Hi,

I'm new to the whole linux thing and just wanted to check I have set things up ok from a security point of view? I am running the latest Ubuntu LTS.

What I have done:

- Set up UFW firewall to default deny and only allowed the ports I need
- Changed the SSH port from 22 to a port of my choice
- Disabled password login totally so I can only login with key
- Setup Fail2Ban
- Set my mailserver offsite by using google (I found Citadel a major PITA with people trying to get in)
- Using Nginx as webserver

Would be grateful for any comments

TT

Once you've disabled SSH passwords, the overwhelming majority of attacks will be through your web application, such as Wordpress, etc.

Use the latest version of whatever web application you're running. Get rid of unwanted plugins. And don't give the user that runs your web app any permission to write to any file that isn't strictly necessary.

BTW, you aren't using plain old FTP, are you?

Nope, using SFTP. My web stuff will all be based on the application I am programming, with no public access as such. I point all the public stuff to another server.

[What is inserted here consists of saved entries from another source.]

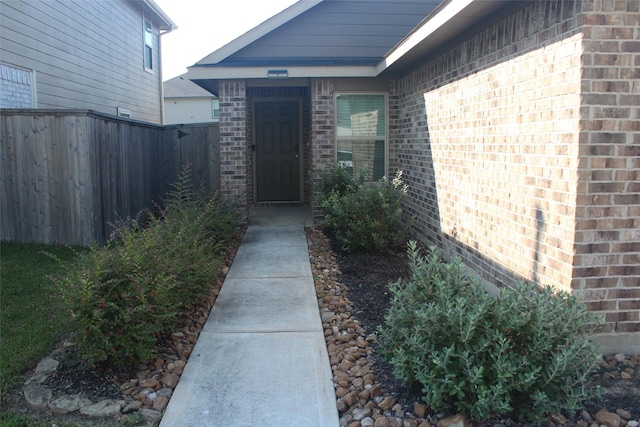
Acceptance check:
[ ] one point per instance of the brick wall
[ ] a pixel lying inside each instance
(234, 151)
(323, 151)
(491, 136)
(607, 241)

ACtually I just had a thought, I use SFTP, but how can I disable normal FTP please? I have SFTP on same port as I SSH to, but all other ports are disabled. I was assuming that on that port it needs to be keys only same as my SSH access? Bit new to all this!

Thanks

SFTP and FTP are completely different protocols. SFTP is handled by the SSH server (hence the same port). FTP is handled by an FTP server. If you never installed an FTP server such as vsftpd, you don't need to worry about it.

Cool. I didn't install anything so sounds like I'm good Thanks for your comments.